Big Data hace referencia a un conjunto de tecnologías que permiten recopilar, almacenar y tratar cantidades prácticamente ilimitadas de datos procedentes de fuentes de lo más diversas (e.g., GPS de los móviles, social media, TPVs, ERPs).

Centrando la atención en la toma de decisiones, y en especial, en la actividad empresarial y de marketing, las técnicas asociadas al Big Data (e.g., data mining o minería de datos) nos permiten descubrir patrones ocultos en la maraña de información a la que se enfrentan hoy en día las organizaciones. Organizaciones cuyo problema no es la falta de datos, sino ser capaces de convertir esos datos en información realmente útil. La minería de datos explora estas montañas de datos no estructurados (e.g., conversaciones de nuestros clientes en Twitter, cámaras de vigilancia, etiquetas RFID de los materiales) para identificar correlaciones significativas. De esta forma, los casinos son capaces de definir perfiles de potenciales tramposos por la vestimenta que llevan o los bancos pueden valorar el nivel de riesgo crediticio de un individuo según su actividad en Facebook.

Son técnicas predictivas pero sin fundamento teórico, pues lo que importa no es entender a qué se debe una relación causa-efecto sino el mero hecho de que exista una correlación significativa. Este debate entre correlación y causalidad es muy antiguo entre los investigadores de ciencias sociales, pero con la llegada del Big Data cobra especial interés. Con la minería de datos se rompe por completo el patrón de investigación tradicional, en el que se propone un modelo o teoría que luego se valida empíricamente.
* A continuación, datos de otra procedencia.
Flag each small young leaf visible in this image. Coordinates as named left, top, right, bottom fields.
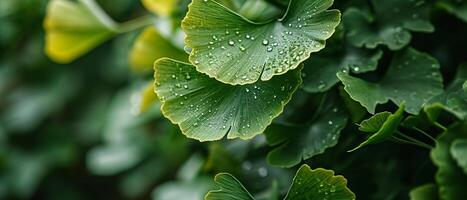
left=130, top=27, right=188, bottom=71
left=284, top=165, right=355, bottom=200
left=44, top=0, right=117, bottom=63
left=450, top=139, right=467, bottom=175
left=204, top=173, right=254, bottom=200
left=343, top=0, right=434, bottom=50
left=154, top=59, right=301, bottom=141
left=337, top=48, right=443, bottom=114
left=182, top=0, right=340, bottom=85
left=431, top=122, right=467, bottom=200
left=302, top=46, right=383, bottom=93
left=265, top=95, right=348, bottom=167
left=349, top=104, right=404, bottom=152
left=409, top=183, right=439, bottom=200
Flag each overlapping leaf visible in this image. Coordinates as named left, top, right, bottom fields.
left=182, top=0, right=340, bottom=85
left=350, top=105, right=404, bottom=151
left=154, top=59, right=301, bottom=141
left=44, top=0, right=117, bottom=63
left=130, top=27, right=188, bottom=71
left=431, top=123, right=467, bottom=200
left=206, top=165, right=355, bottom=200
left=343, top=0, right=434, bottom=50
left=338, top=48, right=443, bottom=114
left=429, top=63, right=467, bottom=119
left=265, top=95, right=348, bottom=167
left=302, top=46, right=383, bottom=92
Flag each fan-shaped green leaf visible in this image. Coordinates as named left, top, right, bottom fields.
left=343, top=0, right=434, bottom=50
left=205, top=173, right=254, bottom=200
left=350, top=104, right=404, bottom=151
left=451, top=139, right=467, bottom=175
left=302, top=46, right=383, bottom=92
left=337, top=48, right=443, bottom=114
left=154, top=59, right=301, bottom=141
left=284, top=165, right=355, bottom=200
left=409, top=183, right=439, bottom=200
left=429, top=63, right=467, bottom=119
left=205, top=165, right=355, bottom=200
left=44, top=0, right=117, bottom=63
left=431, top=123, right=467, bottom=200
left=130, top=27, right=188, bottom=71
left=265, top=95, right=348, bottom=167
left=358, top=112, right=391, bottom=133
left=439, top=0, right=467, bottom=22
left=182, top=0, right=340, bottom=85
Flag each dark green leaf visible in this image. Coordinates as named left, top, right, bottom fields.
left=350, top=104, right=404, bottom=151
left=338, top=48, right=443, bottom=114
left=265, top=95, right=348, bottom=167
left=431, top=123, right=467, bottom=200
left=343, top=0, right=434, bottom=50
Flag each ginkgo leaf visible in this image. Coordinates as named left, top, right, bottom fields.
left=141, top=0, right=180, bottom=17
left=343, top=0, right=434, bottom=50
left=284, top=165, right=355, bottom=200
left=265, top=95, right=348, bottom=167
left=450, top=139, right=467, bottom=175
left=130, top=27, right=188, bottom=71
left=358, top=112, right=391, bottom=133
left=439, top=0, right=467, bottom=22
left=349, top=104, right=404, bottom=152
left=428, top=63, right=467, bottom=119
left=204, top=173, right=254, bottom=200
left=44, top=0, right=118, bottom=63
left=205, top=165, right=355, bottom=200
left=431, top=122, right=467, bottom=200
left=337, top=48, right=443, bottom=114
left=409, top=183, right=439, bottom=200
left=302, top=46, right=383, bottom=93
left=182, top=0, right=340, bottom=85
left=154, top=59, right=301, bottom=141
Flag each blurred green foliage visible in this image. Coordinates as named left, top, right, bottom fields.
left=0, top=0, right=467, bottom=200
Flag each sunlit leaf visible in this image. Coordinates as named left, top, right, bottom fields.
left=130, top=27, right=188, bottom=71
left=343, top=0, right=434, bottom=50
left=284, top=165, right=355, bottom=200
left=154, top=59, right=301, bottom=141
left=409, top=183, right=439, bottom=200
left=338, top=48, right=443, bottom=114
left=265, top=94, right=348, bottom=167
left=44, top=0, right=117, bottom=63
left=431, top=123, right=467, bottom=200
left=141, top=0, right=180, bottom=17
left=350, top=104, right=404, bottom=151
left=302, top=46, right=383, bottom=92
left=182, top=0, right=340, bottom=85
left=450, top=139, right=467, bottom=175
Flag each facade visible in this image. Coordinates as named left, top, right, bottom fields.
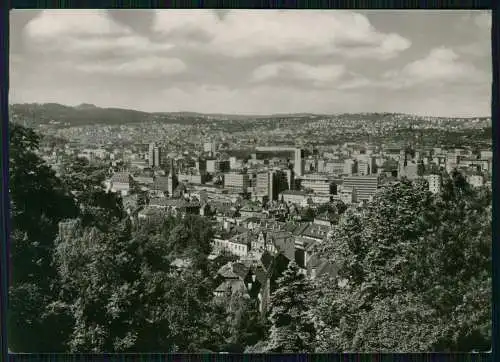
left=467, top=175, right=484, bottom=187
left=224, top=172, right=250, bottom=193
left=424, top=175, right=441, bottom=194
left=342, top=175, right=379, bottom=201
left=343, top=159, right=356, bottom=176
left=203, top=142, right=216, bottom=154
left=148, top=143, right=156, bottom=167
left=293, top=148, right=304, bottom=176
left=206, top=159, right=231, bottom=174
left=177, top=173, right=204, bottom=184
left=301, top=174, right=332, bottom=195
left=153, top=147, right=161, bottom=167
left=111, top=172, right=130, bottom=196
left=280, top=190, right=308, bottom=204
left=167, top=159, right=177, bottom=197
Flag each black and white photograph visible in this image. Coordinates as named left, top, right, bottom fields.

Ahora no importa conocer por qué cierto perfil de consumidor es más proclive a nuestra marca, sino saber que si fulanito va al supermercado entre las 8 y las 9 de la tarde hay un 50% más de probabilidades de que compre nuestro detergente.
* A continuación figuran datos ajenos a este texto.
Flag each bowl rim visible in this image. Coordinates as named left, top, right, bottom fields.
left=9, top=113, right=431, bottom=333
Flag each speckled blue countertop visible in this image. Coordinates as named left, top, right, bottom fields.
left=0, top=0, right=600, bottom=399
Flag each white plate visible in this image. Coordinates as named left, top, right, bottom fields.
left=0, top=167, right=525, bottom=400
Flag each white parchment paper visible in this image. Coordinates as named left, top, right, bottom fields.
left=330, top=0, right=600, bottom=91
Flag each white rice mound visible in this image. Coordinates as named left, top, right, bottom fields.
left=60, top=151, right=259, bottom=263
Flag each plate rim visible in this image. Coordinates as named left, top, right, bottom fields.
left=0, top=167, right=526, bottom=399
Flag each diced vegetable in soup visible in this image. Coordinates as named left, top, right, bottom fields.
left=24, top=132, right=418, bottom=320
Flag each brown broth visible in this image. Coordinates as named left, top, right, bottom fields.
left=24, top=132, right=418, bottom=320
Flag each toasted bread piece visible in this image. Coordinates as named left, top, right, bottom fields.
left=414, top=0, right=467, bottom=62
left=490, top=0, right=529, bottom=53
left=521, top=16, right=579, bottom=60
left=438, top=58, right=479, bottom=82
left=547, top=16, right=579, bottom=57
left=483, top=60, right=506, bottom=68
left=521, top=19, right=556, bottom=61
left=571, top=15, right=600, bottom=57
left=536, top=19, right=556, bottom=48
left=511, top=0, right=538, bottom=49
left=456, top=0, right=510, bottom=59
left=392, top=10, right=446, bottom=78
El Big Data defiende su posición en el hecho de que los posibles errores en la medición o en las propias correlaciones son superados por la disponibilidad de una cantidad de información ilimitada. De hecho, y he aquí otra notable diferencia con la investigación de mercados tradicional, ya no se trabaja con muestras representativas, sino que podemos trabajar con la población total, pues no sólo toda la información está disponible sino que también nuestras computadoras pueden procesarla.

Un verdadero reto para la Academia del que poco o nada se habla.